В толпе раздались голоса:
— Плывут! Плывут!
— Ишо шибко далеко, паря, покудова доплывут, пообедать запросто, — говорит пожилой сахаляр, поглаживая редкую сивую бороденку. Поворачивается и бесшумными, не по возрасту легкими шагами поднимается вверх но склону, усыпанному мелким галечником. За ним, переговариваясь, уходят несколько баб и мужиков. Вся колония ссыльных, а также стайка чумазых босоногих мальчишек и девчонок остаются на берегу ждать прибытия карбазов.
Точно известно, что с этими карбазами прибывает новая партия политических. И всех волнует, кого-то пошлет судьба в товарищи? Далеко не праздный вопрос. Вопрос жизни, а иногда — если вспоминать верхолеискую трагедию с Николаем Евграфовичем Федосеевым — и смерти.
Подумал и усмехнулся грустно. Сколь же сильны бациллы эгоизма в каждом. Разве не они заставляют желать, чтобы плыли на этих карбазах люди хорошие, а не дурные. Если хоть немного возвыситься над личными интересами, то куда логичнее было бы желать обратного…
Черточка на густо-синей глади реки заметно приблизилась.
— Четыре карбаза в связке! — закричал мальчишка, очевидно, самый глазастый.
А еще через несколько минут уже всем ожидающим хорошо стала видна связка карбазов с грузом, накрытым брезентовым пологом, и небольшими кучками людей на корме каждого карбаза.
Рулевые на носовом и хвостовом карбазе энергично работали маховыми веслами, и связка, медленно плывя по течению, одновременно приближалась к берегу.
Едва карбаза ткнулась смолеными боками в прибрежный песок словно из-под земли вырос полицейский пристав, тучный и потный, в огнедышащем мундире и картузе с кокардой, встречать пополнение своей паствы. Политических выпускали на берег по одному.
«Бог ты мой! — подумалось ему. — И тут предосторожности. Куда здесь убежать средь бела дня?»
По узкой плахе, переброшенной с борта карбаза на прибрежный песок, ссыльный выбирался на берег и подходил, к приставу.
— Фамилие? — вопрошал пристав сиплым пропитым басом, оглядывая подошедшего с головы до ног.
Политический отвечал, пристав сверял по списку, делал пометку и отпускал ссыльного:
— Проходи!
Большеглазая светло-русая девушка, отойдя от пристава, с любопытством оглядела группу ссыльных и задержалась взглядом на Михаиле. Может быть, потому, что он стоял несколько в стороне от остальных.
Так он подумал тогда, заметив ее взгляд, но позднее, когда они стали близкими друзьями, она рассказала ему, чем он привлек ее внимание:
— Почти у всех встречавших нас было на лицах какое-то, не подберу точного слова, ну почти алчное выражение. Чувствовалось, что им не терпится поскорее наброситься на нас со своими расспросами. Понимаешь, они обрадовались, увидев нас. У одного тебя глаза были ласковые, но грустные.
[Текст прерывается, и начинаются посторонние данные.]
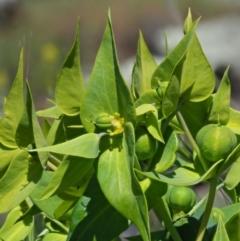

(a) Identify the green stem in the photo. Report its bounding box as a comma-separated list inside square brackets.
[153, 198, 182, 241]
[196, 177, 217, 241]
[177, 111, 208, 171]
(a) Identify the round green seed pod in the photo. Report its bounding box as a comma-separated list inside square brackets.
[94, 113, 112, 129]
[196, 124, 237, 162]
[135, 127, 158, 161]
[166, 187, 196, 213]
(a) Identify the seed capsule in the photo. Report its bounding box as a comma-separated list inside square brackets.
[94, 113, 113, 129]
[166, 187, 196, 213]
[196, 124, 237, 162]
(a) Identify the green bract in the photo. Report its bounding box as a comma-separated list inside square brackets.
[196, 124, 237, 162]
[135, 127, 158, 161]
[94, 113, 113, 129]
[211, 207, 225, 222]
[166, 187, 196, 213]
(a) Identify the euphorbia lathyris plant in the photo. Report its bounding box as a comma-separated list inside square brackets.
[0, 8, 240, 241]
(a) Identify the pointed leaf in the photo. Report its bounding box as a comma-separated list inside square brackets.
[67, 176, 129, 241]
[151, 20, 198, 89]
[180, 31, 215, 102]
[162, 75, 179, 117]
[55, 18, 85, 115]
[0, 207, 33, 241]
[29, 133, 100, 158]
[224, 157, 240, 190]
[135, 160, 223, 186]
[213, 216, 230, 241]
[81, 12, 136, 132]
[41, 156, 94, 199]
[208, 66, 231, 125]
[97, 123, 150, 241]
[132, 31, 157, 99]
[227, 108, 240, 135]
[152, 128, 178, 173]
[16, 82, 49, 167]
[0, 50, 24, 148]
[0, 150, 43, 213]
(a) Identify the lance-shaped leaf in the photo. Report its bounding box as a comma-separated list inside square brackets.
[67, 176, 129, 241]
[29, 133, 100, 158]
[80, 11, 136, 132]
[162, 75, 179, 117]
[227, 108, 240, 135]
[36, 106, 61, 119]
[151, 20, 198, 89]
[97, 123, 150, 241]
[0, 150, 43, 213]
[224, 157, 240, 190]
[41, 156, 94, 199]
[131, 31, 157, 99]
[0, 50, 24, 148]
[213, 216, 230, 241]
[208, 66, 231, 125]
[55, 18, 85, 115]
[0, 206, 33, 241]
[136, 104, 164, 143]
[152, 128, 178, 173]
[179, 96, 213, 138]
[135, 160, 223, 186]
[180, 31, 215, 101]
[16, 83, 49, 167]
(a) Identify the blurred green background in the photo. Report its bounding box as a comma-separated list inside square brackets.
[0, 0, 240, 109]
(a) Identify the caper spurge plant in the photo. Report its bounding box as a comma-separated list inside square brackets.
[0, 8, 240, 241]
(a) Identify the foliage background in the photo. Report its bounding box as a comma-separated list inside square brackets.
[0, 0, 240, 109]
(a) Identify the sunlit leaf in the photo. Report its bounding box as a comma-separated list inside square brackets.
[81, 12, 136, 132]
[55, 18, 85, 115]
[0, 50, 24, 148]
[131, 31, 157, 99]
Поэтому я и выделила тебя сразу. А уже когда пригляделась, поразилась, какое у тебя красивое лицо. Хотя грузная комплекция и твоя почти седая борода очень тебя старили. Но зато глаза были совсем, совсем молодые…
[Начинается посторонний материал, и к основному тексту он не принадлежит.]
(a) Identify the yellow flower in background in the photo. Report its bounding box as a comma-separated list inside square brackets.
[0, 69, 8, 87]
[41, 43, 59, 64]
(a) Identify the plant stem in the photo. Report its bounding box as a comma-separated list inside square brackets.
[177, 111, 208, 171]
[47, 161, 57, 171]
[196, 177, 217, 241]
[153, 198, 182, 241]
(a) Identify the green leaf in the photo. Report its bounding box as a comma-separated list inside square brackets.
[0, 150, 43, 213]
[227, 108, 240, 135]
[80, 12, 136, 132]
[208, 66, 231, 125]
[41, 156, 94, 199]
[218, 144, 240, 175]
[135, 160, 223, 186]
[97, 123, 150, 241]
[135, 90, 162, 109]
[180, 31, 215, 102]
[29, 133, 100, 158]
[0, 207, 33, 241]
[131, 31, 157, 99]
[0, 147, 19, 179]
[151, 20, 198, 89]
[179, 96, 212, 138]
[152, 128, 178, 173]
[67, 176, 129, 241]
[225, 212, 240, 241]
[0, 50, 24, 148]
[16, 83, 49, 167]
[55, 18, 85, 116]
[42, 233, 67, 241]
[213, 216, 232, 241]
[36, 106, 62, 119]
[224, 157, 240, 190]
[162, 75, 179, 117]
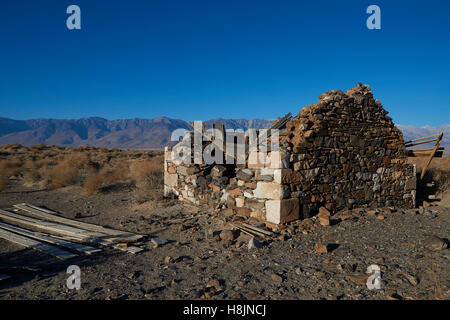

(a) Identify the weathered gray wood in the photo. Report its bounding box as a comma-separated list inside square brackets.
[0, 210, 104, 240]
[0, 222, 102, 254]
[0, 229, 78, 260]
[14, 203, 142, 242]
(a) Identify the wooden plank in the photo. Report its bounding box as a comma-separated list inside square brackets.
[14, 203, 142, 242]
[407, 150, 444, 158]
[420, 132, 444, 180]
[0, 229, 78, 260]
[0, 222, 102, 254]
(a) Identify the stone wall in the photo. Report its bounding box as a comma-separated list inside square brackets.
[164, 84, 416, 225]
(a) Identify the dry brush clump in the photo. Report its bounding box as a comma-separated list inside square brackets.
[0, 161, 9, 192]
[49, 159, 79, 188]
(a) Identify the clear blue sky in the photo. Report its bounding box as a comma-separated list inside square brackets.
[0, 0, 450, 126]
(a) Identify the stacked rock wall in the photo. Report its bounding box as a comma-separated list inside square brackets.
[164, 84, 416, 224]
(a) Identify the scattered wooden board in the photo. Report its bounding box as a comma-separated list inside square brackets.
[0, 222, 102, 254]
[0, 274, 12, 281]
[0, 229, 78, 260]
[14, 203, 142, 242]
И он тоже выделил ее. Маленькая, худенькая, она показалась ему похожей на усталую, замученную преследованием косулю. Он понял, что девушка сильнее, нежели другие ее спутники, тоскует по оставшемуся позади большому миру борьбы и тревог. И нашел какие-то ласковые слова, чтобы ободрить ее.
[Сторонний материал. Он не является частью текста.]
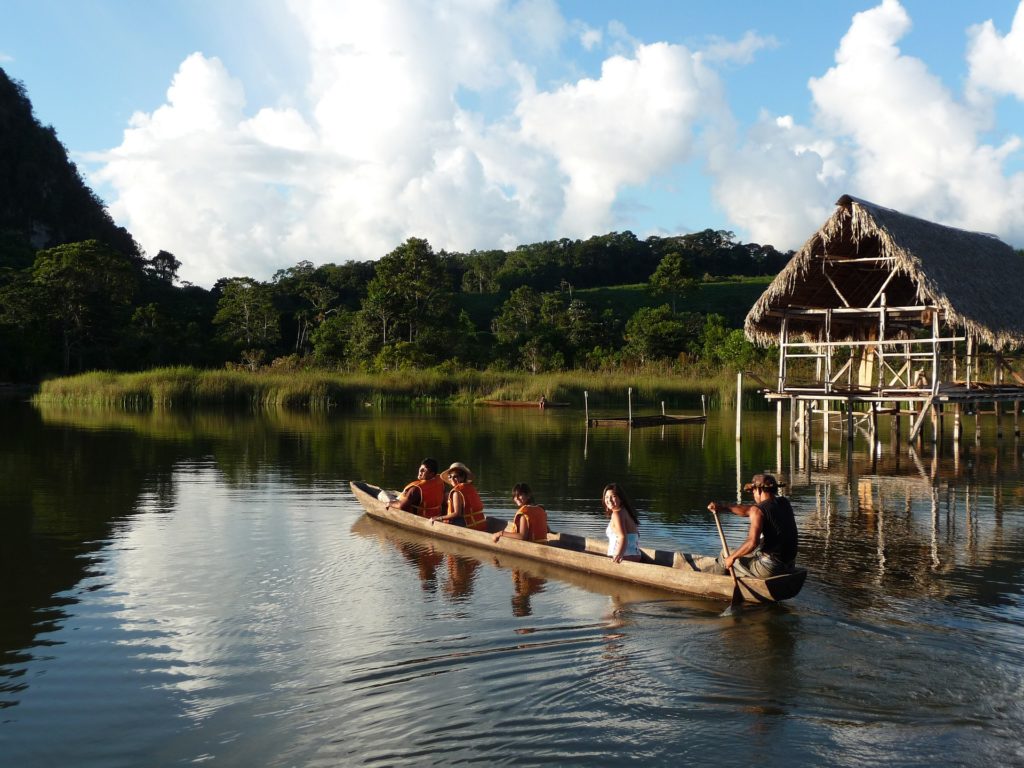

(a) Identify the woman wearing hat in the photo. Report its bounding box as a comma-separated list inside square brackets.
[430, 462, 487, 530]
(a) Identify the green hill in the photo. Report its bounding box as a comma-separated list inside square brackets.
[456, 275, 772, 329]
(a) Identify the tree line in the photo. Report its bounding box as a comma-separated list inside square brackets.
[0, 229, 788, 381]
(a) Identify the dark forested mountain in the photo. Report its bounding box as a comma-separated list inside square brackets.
[0, 68, 139, 263]
[0, 69, 790, 383]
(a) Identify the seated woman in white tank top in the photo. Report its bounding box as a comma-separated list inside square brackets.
[602, 482, 640, 562]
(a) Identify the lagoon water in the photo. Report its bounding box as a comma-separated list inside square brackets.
[0, 393, 1024, 768]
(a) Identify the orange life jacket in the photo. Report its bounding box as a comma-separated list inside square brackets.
[401, 475, 444, 517]
[512, 504, 548, 542]
[449, 482, 487, 530]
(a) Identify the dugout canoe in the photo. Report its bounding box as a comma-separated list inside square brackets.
[480, 400, 569, 411]
[349, 480, 807, 603]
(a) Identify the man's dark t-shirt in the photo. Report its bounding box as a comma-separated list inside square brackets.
[758, 496, 798, 563]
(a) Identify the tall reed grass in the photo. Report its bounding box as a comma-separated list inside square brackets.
[34, 367, 770, 411]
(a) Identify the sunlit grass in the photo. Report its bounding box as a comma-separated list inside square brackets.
[29, 367, 770, 411]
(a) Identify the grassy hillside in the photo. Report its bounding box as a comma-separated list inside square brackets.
[456, 276, 772, 329]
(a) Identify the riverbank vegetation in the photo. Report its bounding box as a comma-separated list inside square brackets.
[0, 63, 790, 399]
[35, 367, 754, 411]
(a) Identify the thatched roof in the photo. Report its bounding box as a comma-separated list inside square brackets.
[744, 195, 1024, 349]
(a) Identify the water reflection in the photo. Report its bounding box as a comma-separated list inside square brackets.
[6, 399, 1024, 766]
[512, 568, 548, 618]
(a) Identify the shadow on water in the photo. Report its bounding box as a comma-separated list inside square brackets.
[6, 403, 1024, 765]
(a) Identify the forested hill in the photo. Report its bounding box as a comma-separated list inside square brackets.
[0, 70, 791, 383]
[0, 68, 138, 266]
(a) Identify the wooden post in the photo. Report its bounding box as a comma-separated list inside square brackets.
[846, 397, 853, 445]
[821, 400, 829, 467]
[736, 371, 743, 440]
[964, 331, 977, 387]
[790, 395, 797, 442]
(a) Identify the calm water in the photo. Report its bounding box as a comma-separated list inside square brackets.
[0, 393, 1024, 767]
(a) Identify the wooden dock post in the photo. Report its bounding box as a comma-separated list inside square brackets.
[736, 371, 743, 440]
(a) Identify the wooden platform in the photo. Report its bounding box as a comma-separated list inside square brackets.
[587, 414, 708, 428]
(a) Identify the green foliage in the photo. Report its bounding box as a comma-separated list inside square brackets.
[31, 240, 135, 371]
[649, 251, 697, 312]
[213, 278, 281, 358]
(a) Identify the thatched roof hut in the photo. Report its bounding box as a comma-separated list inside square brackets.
[744, 195, 1024, 349]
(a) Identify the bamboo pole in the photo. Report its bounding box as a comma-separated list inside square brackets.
[736, 371, 743, 440]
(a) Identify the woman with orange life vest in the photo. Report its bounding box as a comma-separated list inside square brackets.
[493, 482, 548, 543]
[430, 462, 487, 530]
[387, 459, 444, 517]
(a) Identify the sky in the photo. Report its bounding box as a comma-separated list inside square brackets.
[0, 0, 1024, 287]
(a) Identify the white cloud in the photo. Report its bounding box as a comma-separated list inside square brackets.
[96, 0, 720, 285]
[967, 3, 1024, 99]
[86, 0, 1024, 285]
[518, 43, 718, 237]
[711, 0, 1024, 247]
[702, 31, 778, 65]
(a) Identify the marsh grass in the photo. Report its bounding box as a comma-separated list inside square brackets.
[34, 368, 770, 411]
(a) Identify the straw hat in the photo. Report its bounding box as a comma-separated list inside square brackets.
[743, 474, 782, 494]
[441, 462, 476, 485]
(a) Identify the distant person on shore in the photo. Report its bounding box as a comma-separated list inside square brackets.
[431, 462, 487, 530]
[708, 474, 799, 579]
[601, 482, 640, 562]
[387, 459, 444, 517]
[494, 482, 548, 543]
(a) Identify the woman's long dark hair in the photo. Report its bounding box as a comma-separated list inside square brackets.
[601, 482, 640, 527]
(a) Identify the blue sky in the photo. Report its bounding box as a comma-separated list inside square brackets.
[0, 0, 1024, 285]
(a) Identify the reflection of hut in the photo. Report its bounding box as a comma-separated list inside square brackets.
[745, 196, 1024, 438]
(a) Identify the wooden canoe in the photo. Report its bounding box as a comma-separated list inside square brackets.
[480, 400, 569, 411]
[349, 480, 807, 603]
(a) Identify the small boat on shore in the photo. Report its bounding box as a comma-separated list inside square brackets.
[349, 480, 807, 603]
[480, 400, 569, 411]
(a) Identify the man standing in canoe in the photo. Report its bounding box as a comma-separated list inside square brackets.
[431, 462, 487, 530]
[387, 459, 444, 517]
[708, 474, 799, 579]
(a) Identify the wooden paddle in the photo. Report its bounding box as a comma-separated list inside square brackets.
[711, 509, 743, 612]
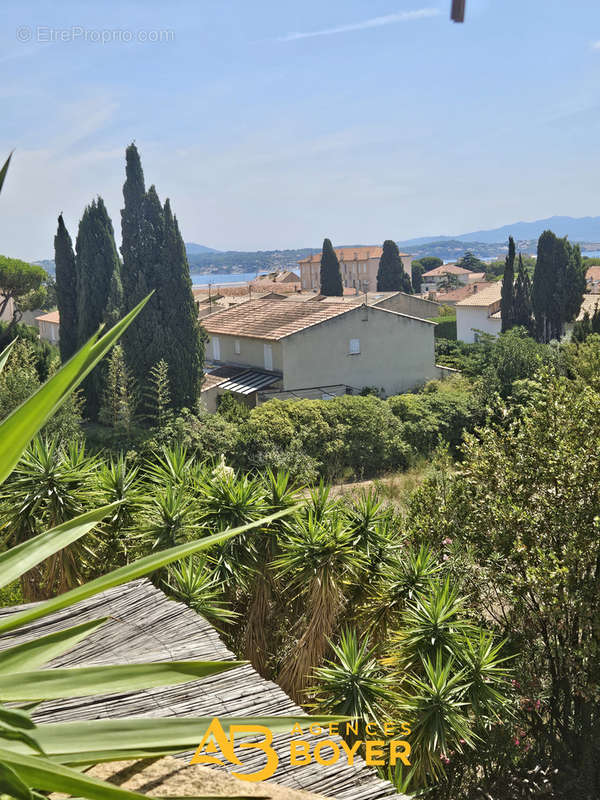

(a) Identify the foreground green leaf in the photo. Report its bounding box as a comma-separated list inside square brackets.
[0, 617, 108, 676]
[0, 661, 245, 702]
[0, 506, 299, 633]
[0, 504, 120, 592]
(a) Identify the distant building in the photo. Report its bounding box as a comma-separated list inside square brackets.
[35, 311, 60, 344]
[456, 281, 502, 344]
[421, 264, 485, 292]
[202, 299, 446, 410]
[298, 245, 413, 292]
[585, 267, 600, 294]
[254, 269, 300, 283]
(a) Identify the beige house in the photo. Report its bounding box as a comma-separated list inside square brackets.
[203, 299, 442, 410]
[421, 264, 485, 292]
[313, 292, 441, 319]
[35, 311, 60, 344]
[298, 245, 413, 292]
[456, 281, 502, 344]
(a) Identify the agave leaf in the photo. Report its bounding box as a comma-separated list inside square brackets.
[0, 339, 17, 372]
[0, 617, 108, 676]
[0, 748, 246, 800]
[0, 295, 150, 484]
[0, 506, 120, 587]
[0, 764, 31, 800]
[0, 153, 12, 192]
[7, 714, 348, 764]
[0, 506, 299, 633]
[0, 661, 245, 702]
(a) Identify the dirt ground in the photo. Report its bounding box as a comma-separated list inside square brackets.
[88, 757, 326, 800]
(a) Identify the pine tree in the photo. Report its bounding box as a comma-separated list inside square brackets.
[500, 236, 515, 333]
[98, 344, 137, 433]
[75, 197, 123, 420]
[377, 244, 412, 294]
[321, 239, 344, 297]
[513, 253, 533, 334]
[54, 214, 77, 363]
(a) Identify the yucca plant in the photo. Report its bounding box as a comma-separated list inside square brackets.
[3, 436, 97, 601]
[166, 555, 238, 627]
[244, 469, 300, 677]
[94, 453, 144, 566]
[310, 628, 396, 743]
[361, 545, 441, 641]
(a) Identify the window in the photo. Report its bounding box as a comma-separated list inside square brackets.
[264, 344, 273, 370]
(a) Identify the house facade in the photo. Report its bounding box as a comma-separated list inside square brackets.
[456, 281, 502, 344]
[204, 300, 441, 404]
[298, 245, 413, 292]
[421, 264, 485, 292]
[35, 311, 60, 344]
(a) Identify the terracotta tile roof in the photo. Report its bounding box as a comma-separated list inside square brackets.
[577, 294, 600, 322]
[456, 281, 502, 312]
[423, 264, 474, 278]
[433, 281, 492, 305]
[298, 245, 409, 264]
[203, 300, 354, 341]
[35, 311, 60, 325]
— Вы устали от этого многодневного, уныло-однообразного плавания. Отдохнете, отоспитесь, и божий свет покажется вам милее, — сказал он ей.
— Вряд ли, — возразила она. — Пока везли, еще была какая-то надежда, какой-то проблеск надежды если не убежать, то хоть утонуть, а теперь… — она исподлобья покосилась на пристава, — от такого не убежишь…
И с такой болью отчаяния произнесла она это, что и яму стало не по себе, и заготовленные слова утешения словно прилипли к горлу.